Birkner Calls For Temporary Shared Dispatch Service

Westwood and Washington Township successfully shared dispatching services during a test run Tuesday.

A trial run for shared emergency dispatching services between Westwood and Washington Township was successful, according to police officials. Westwood Mayor John Birkner said he believes the two municipalities can enter a temporary that will save money while a more permanent agreement that also includes River Vale and Old Tappan can be worked out.

The combined dispatching test, which was held between Westwood and Washington Township Tuesday, was orignally supposed to also include River Vale and Old Tappan, but a glitch in their phones prevented the full test from happening. River Vale and Old Tappan have shared emergency dispatching services since Old Tappan started its police department. Westwood Police Chief Frank Regino and Washington Township Police Chief Randy Ciocco both said Tuesday's two-town test was a success.

"It went off basically without a hitch," Ciocco said.

Because the test went well, Birkner suggested at a Borough Council meeting Tuesday night that the two municipalities could enter into an interim agreement while local officials work out the details of the more complex four-town agreement. Birkner estimated a temporary shared dispatch service could save as much as $100,000.

"If we can do it for one day, if we can do it for a week, we can certainly do it for six months," Birkner said.

Council President Cynthia Waneck and Council Member Robert Miller disagreed, saying it would be best to concentrate on the full agreement. Birkner said he expected the process to take at least six months, while Miller said it should take three months at most.

"We know where we want to go," Miller said. "We know how we want to get there. Let's focus on getting there and doing that right."

The eventual plan, according to Westwood officials, is to have an autonomous entity, which is not a part of any of the local police departments, running the dispatching services for the four municipalities. There will be some legal issues to work out, such as what happens if one of the municipalities later decides to bow out of the service, Miller said.

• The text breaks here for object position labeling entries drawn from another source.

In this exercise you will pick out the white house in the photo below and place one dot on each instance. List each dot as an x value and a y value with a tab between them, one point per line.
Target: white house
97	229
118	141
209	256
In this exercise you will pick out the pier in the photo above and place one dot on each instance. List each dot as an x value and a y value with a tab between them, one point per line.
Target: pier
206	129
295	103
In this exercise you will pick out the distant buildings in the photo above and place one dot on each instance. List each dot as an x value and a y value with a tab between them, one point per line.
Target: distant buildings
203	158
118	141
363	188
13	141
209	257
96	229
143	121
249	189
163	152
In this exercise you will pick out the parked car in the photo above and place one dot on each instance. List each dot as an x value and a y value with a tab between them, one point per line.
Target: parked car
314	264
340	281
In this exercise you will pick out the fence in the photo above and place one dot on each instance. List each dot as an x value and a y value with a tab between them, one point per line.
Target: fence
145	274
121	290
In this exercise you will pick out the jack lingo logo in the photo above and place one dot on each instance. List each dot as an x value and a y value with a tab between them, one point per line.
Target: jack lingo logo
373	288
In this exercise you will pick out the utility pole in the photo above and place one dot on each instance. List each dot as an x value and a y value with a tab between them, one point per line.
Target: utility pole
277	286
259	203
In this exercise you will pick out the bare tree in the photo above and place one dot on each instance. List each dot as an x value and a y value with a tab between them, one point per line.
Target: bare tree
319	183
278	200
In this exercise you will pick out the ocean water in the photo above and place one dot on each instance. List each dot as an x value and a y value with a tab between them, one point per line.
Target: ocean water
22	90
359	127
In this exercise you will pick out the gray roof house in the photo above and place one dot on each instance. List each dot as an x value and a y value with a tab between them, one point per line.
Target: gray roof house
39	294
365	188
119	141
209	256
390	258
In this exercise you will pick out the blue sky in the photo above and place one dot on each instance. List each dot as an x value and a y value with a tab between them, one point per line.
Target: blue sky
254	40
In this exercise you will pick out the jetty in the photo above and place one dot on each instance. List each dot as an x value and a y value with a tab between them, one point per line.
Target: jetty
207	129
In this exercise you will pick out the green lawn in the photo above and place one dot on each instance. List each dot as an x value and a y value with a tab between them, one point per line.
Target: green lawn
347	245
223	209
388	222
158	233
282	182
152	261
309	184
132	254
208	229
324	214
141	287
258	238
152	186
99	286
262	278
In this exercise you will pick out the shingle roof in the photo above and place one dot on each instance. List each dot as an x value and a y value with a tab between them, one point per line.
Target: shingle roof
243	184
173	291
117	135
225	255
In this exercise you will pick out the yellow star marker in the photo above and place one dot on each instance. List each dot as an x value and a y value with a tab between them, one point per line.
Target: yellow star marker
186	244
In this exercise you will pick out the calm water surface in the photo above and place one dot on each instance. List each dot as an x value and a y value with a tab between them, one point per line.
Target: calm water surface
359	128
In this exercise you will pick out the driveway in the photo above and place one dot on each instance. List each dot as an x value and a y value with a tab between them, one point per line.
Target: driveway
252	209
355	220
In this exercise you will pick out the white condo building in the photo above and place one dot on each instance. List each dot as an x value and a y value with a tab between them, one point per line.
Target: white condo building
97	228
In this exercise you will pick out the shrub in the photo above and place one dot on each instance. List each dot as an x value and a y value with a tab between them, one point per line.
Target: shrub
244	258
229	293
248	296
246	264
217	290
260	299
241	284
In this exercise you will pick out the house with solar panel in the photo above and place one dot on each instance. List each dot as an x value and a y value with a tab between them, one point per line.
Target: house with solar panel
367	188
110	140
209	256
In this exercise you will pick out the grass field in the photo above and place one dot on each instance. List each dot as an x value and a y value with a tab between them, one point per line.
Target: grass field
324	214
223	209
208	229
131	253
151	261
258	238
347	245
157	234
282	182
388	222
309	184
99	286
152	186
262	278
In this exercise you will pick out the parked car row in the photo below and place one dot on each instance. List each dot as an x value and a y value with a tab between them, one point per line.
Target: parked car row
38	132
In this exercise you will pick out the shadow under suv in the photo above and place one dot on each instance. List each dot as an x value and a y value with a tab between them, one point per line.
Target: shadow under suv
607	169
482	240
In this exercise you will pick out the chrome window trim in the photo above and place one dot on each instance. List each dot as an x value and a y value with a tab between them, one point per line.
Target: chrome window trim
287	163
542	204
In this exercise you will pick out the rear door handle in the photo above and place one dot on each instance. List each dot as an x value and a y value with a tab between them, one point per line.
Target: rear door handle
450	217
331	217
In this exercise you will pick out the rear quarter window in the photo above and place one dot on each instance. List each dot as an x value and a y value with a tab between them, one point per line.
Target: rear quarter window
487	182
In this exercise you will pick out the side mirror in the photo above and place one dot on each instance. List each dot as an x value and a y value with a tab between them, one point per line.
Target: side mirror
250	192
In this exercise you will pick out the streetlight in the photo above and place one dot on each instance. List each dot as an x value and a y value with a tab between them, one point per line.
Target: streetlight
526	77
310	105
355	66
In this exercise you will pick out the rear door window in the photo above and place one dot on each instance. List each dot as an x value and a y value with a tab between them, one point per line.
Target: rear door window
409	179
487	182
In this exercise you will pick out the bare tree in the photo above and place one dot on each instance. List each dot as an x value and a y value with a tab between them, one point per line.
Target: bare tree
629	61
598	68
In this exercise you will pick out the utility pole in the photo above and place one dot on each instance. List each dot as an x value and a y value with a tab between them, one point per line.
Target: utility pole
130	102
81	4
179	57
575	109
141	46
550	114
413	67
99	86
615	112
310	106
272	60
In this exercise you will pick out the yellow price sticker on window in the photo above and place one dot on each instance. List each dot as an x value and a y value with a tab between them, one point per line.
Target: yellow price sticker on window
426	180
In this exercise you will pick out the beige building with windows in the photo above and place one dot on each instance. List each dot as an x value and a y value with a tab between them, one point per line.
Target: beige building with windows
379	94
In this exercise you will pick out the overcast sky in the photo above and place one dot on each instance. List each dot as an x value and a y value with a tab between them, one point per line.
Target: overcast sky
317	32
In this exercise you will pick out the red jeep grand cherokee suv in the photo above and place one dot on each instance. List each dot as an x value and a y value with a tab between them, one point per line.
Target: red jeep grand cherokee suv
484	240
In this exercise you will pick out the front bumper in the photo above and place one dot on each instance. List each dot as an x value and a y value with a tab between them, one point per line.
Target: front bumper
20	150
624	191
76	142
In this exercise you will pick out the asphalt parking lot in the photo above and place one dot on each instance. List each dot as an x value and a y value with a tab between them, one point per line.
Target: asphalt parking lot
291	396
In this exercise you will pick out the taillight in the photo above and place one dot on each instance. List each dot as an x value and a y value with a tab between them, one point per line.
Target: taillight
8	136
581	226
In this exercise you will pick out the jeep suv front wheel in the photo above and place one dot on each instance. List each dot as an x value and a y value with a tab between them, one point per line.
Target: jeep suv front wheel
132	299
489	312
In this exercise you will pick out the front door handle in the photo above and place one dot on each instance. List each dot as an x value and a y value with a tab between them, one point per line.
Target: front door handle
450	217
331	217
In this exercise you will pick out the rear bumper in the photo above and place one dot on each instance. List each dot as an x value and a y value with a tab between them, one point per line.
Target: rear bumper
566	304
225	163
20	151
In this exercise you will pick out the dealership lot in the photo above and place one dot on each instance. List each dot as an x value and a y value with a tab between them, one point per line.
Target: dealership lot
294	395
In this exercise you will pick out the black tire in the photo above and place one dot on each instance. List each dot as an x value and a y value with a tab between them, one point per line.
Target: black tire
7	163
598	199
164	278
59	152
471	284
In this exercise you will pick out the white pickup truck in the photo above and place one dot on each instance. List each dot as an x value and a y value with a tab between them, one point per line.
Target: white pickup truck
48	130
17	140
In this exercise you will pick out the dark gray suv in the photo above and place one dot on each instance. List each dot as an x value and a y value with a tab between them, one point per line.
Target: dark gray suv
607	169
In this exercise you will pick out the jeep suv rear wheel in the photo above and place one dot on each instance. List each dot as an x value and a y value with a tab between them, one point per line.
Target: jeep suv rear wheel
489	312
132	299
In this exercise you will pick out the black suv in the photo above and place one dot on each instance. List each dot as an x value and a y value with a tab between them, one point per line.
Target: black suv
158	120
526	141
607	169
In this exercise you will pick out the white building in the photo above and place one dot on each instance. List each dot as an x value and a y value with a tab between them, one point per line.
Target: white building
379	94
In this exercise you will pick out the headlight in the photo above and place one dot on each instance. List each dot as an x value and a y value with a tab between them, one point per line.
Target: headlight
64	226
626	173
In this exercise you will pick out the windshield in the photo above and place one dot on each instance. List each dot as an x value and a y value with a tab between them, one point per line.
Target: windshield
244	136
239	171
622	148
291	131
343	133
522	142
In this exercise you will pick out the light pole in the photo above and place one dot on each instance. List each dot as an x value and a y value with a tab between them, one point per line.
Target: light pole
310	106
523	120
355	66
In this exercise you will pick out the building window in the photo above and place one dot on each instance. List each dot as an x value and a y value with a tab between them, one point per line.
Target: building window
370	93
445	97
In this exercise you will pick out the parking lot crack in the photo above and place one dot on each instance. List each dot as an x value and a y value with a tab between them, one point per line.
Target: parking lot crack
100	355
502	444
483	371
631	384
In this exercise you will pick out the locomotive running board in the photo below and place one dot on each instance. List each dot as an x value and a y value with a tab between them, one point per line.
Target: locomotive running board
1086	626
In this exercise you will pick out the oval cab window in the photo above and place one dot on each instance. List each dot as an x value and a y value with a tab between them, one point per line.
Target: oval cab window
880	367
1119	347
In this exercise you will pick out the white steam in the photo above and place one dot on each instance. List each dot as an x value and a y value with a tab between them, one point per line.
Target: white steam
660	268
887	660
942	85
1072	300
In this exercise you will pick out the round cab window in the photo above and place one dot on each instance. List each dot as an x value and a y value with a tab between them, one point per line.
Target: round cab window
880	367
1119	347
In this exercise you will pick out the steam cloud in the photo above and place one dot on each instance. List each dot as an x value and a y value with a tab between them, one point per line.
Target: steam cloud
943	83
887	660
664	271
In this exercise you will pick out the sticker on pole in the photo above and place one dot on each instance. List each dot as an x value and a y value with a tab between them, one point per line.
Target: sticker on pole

Washington Township Council President Richard Hrbek told Patch Wednesday the township government is still looking at a variety of options for shared services and a longer test will likely happen before a final agreement is made.

Russ March 08, 2012 at 06:09 PM
Thank you Westwood for doing more for Washington Twp than Washington Twp does.
resident March 08, 2012 at 08:47 PM
The township has been looking into a variety of options for over a year.Time to decide and stop stalling. $100,000 is substantial, and I'm sure it will be more once the program is in effect.
Jim H March 09, 2012 at 01:02 AM
Lets merge the PD's, reduce cost
delgado March 09, 2012 at 03:17 AM
first this and then the merging of Police chiefs and then we can all save $190,000 per year, by finally getting rid of a Police Chief, sadly the Bergen Republicans are politically aligned with the millionaire Police Chiefs and that has been stopping it.
Gary Conkling March 09, 2012 at 12:36 PM
Bergen County built a $12.4 million Public Safety Operations Center to handle emergency communications in Mahwah. State of the art. Your taxes already paid for this. Why would you pay again to merge with another small town?